A store sells televisions for $360 and DVD burners for $270. The entire stock is worth $52,920 and there are a total of 164 televisions and DVD burners combined. How many of each on are there?

Let's call the number of televisions "t" and the number of DVD burners "d".

From the problem, we know that:

- The cost of one television is $360, so the value of t televisions is 360t.
- The cost of one DVD burner is $270, so the value of d DVD burners is 270d.
- The entire stock is worth $52,920, so we can write an equation:

360t + 270d = 52,920

We also know that there are a total of 164 televisions and DVD burners combined, so we can write another equation:

t + d = 164

Now we have two equations with two variables, and we can solve for t and d.
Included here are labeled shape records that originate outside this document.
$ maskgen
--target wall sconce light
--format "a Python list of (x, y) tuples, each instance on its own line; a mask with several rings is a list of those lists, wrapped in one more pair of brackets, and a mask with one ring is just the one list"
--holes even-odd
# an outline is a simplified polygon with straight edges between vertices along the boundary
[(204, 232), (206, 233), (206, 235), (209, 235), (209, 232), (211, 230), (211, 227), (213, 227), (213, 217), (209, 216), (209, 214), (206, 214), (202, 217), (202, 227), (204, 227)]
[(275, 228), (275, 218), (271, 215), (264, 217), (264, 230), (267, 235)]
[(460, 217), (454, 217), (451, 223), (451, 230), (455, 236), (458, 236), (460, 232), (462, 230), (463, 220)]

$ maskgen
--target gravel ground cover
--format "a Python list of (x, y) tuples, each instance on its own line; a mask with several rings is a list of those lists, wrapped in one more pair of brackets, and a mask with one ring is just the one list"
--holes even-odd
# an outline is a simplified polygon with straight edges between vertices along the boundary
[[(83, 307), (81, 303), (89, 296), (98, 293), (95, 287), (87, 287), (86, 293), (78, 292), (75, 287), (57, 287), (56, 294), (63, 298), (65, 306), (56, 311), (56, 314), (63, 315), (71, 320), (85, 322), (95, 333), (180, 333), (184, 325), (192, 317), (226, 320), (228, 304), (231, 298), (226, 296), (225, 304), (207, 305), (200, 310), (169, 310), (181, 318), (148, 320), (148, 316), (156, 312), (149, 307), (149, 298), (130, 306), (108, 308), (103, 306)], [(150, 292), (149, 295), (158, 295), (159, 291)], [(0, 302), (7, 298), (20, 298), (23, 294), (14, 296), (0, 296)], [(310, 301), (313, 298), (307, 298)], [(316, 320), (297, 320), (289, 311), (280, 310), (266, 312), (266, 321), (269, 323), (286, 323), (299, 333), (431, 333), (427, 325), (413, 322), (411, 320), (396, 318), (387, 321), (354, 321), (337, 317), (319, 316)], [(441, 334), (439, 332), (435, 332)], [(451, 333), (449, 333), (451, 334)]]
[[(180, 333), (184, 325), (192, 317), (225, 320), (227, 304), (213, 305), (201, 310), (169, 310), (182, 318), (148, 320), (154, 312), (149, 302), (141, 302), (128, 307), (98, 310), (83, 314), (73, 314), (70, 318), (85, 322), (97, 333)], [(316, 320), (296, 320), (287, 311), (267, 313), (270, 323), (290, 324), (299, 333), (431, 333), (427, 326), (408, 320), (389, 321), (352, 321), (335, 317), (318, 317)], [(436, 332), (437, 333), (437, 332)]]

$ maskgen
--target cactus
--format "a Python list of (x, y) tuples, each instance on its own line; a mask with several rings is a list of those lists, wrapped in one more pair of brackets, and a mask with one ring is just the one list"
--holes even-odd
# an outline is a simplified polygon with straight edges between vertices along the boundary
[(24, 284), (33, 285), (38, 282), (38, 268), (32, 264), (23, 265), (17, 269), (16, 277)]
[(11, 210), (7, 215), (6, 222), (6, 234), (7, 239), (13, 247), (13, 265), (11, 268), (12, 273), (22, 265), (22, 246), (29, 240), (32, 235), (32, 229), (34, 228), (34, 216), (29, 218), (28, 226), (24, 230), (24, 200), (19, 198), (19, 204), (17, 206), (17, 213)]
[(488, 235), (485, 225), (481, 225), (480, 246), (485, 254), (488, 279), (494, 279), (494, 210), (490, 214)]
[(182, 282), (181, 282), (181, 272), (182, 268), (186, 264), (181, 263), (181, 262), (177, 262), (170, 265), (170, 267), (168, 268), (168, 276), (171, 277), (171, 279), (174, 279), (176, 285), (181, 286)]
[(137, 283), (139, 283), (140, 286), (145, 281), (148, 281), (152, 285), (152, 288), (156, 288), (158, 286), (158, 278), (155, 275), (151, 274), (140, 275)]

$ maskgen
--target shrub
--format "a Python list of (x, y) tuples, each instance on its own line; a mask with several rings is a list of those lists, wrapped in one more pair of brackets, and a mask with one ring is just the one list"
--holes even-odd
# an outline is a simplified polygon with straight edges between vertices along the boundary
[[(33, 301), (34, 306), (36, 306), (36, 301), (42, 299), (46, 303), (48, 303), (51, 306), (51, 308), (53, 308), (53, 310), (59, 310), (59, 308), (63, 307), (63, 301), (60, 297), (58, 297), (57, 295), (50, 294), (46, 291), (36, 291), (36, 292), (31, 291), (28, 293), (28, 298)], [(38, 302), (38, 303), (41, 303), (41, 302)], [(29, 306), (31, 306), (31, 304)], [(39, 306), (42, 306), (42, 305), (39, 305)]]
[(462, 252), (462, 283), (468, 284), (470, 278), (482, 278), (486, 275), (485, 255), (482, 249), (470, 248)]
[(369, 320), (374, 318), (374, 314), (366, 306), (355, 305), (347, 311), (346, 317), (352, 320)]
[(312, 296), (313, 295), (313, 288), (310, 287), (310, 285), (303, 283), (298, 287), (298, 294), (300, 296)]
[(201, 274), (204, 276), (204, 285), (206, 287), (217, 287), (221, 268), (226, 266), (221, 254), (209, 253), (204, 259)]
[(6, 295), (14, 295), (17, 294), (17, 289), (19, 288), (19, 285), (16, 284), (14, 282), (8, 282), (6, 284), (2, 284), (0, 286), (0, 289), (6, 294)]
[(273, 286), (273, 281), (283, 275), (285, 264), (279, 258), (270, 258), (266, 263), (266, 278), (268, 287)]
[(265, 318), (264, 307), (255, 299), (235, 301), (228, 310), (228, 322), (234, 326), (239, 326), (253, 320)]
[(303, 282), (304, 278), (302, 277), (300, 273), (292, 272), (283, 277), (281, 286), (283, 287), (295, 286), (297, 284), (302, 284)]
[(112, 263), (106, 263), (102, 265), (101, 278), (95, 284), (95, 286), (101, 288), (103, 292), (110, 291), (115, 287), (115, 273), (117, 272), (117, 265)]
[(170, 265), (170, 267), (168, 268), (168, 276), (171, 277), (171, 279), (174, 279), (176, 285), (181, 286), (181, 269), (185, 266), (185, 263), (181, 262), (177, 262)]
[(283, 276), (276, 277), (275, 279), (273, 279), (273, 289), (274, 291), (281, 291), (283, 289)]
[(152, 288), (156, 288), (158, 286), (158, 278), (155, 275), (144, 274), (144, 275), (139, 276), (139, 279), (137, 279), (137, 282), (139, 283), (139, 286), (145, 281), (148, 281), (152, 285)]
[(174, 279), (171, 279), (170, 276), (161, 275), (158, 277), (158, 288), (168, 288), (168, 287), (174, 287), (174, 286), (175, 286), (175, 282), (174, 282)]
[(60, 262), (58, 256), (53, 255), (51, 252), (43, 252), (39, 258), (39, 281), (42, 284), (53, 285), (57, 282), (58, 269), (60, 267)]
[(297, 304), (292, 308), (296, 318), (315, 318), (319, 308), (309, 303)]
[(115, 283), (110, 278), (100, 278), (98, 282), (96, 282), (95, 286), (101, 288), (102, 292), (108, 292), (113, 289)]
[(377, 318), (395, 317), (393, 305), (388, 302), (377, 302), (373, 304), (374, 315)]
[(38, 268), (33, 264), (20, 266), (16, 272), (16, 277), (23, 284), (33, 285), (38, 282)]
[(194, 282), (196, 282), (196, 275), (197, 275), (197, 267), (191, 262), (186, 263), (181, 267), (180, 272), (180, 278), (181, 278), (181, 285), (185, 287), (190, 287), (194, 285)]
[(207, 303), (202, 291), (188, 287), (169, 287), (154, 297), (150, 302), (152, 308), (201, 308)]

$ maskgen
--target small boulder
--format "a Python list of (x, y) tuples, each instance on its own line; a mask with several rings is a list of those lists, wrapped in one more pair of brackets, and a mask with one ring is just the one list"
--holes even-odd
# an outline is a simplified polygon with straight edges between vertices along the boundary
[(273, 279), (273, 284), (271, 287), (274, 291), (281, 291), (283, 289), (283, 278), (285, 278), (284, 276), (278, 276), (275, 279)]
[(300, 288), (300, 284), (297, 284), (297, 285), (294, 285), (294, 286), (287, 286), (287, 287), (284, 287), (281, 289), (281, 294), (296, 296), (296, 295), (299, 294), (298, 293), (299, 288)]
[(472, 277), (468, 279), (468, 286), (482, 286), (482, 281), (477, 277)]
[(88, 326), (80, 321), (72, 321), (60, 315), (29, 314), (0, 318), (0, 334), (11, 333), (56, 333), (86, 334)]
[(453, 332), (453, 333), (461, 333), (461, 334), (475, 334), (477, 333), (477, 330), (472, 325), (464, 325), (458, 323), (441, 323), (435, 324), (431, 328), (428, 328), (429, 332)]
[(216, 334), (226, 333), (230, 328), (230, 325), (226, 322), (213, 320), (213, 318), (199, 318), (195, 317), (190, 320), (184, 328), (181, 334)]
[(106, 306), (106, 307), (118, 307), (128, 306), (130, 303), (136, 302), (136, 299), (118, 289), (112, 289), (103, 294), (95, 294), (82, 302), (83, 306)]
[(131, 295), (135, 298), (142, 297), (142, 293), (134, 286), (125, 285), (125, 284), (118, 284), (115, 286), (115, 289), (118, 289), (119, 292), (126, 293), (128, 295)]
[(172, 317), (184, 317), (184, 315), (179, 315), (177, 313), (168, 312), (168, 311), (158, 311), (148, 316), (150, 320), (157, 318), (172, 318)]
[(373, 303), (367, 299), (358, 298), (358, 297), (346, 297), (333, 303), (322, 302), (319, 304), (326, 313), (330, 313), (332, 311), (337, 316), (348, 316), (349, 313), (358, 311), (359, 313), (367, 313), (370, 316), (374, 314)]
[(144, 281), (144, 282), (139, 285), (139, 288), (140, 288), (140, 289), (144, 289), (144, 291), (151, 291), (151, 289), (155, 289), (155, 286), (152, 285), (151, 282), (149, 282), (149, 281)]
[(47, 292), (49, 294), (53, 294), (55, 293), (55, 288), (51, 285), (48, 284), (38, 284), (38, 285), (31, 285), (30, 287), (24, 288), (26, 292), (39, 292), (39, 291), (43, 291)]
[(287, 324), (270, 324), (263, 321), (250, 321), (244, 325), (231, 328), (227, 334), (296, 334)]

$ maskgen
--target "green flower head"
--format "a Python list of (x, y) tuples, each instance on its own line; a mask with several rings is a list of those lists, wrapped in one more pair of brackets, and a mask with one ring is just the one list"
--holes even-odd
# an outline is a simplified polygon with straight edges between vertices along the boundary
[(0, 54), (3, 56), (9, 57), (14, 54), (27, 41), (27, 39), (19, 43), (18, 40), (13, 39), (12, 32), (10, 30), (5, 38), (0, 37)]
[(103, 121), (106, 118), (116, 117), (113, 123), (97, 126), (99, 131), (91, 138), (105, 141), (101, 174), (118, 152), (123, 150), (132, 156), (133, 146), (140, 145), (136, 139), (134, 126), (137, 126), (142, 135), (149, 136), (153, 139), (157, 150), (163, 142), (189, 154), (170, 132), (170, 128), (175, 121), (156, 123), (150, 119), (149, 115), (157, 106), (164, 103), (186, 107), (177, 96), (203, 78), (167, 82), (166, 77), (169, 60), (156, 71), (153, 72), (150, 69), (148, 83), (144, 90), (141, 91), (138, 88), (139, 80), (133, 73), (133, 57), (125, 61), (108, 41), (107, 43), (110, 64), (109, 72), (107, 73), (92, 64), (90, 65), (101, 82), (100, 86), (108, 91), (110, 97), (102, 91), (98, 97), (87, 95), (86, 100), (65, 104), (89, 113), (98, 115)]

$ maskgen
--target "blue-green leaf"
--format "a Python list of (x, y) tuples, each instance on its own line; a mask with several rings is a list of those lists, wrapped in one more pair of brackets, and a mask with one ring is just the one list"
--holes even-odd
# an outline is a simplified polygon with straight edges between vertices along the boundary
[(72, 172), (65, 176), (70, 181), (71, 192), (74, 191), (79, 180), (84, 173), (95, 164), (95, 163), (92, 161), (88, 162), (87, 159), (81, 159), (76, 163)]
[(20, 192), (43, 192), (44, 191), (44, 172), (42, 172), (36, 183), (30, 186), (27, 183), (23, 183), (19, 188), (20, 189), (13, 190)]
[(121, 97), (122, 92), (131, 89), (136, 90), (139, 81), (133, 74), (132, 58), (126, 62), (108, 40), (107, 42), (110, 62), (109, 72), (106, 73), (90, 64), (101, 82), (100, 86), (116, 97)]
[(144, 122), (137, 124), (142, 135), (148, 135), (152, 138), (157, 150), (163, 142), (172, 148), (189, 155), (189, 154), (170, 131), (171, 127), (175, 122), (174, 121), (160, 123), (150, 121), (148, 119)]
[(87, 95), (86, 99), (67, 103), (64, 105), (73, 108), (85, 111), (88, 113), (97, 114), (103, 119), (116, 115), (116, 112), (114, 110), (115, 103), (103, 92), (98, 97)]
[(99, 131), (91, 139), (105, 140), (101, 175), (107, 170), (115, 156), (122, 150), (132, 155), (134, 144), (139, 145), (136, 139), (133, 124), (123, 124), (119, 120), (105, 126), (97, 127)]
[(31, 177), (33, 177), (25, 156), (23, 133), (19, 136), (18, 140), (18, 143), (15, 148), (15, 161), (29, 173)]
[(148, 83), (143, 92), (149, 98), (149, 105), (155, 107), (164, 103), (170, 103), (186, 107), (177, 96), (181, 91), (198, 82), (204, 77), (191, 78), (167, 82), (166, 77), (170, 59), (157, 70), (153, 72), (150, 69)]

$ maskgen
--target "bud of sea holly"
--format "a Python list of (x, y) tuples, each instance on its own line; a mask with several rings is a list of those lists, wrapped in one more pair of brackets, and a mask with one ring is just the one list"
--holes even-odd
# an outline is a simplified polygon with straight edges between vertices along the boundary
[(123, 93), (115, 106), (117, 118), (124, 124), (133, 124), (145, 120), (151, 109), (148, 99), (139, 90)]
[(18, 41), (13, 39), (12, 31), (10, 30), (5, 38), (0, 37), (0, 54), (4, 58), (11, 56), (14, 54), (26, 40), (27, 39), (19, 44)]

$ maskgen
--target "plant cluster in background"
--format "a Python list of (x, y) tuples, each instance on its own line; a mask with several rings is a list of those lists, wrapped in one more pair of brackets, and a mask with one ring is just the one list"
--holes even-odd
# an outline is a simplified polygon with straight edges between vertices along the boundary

Let's solve the second equation for t:

t + d = 164

t = 164 - d

Now we can substitute this expression for t into the first equation:

360t + 270d = 52,920

360(164 - d) + 270d = 52,920

59,040 - 360d + 270d = 52,920

-90d = -6,120

d = 68

So there are 68 DVD burners. We can use the equation we found for t to find the number of televisions:

t = 164 - d

t = 164 - 68

t = 96

So there are 96 televisions.

Check:

- The value of 68 DVD burners at $270 each is 68 x 270 = $18,360.
- The value of 96 televisions at $360 each is 96 x 360 = $34,560.
- The total value is $18,360 + $34,560 = $52,920, as expected.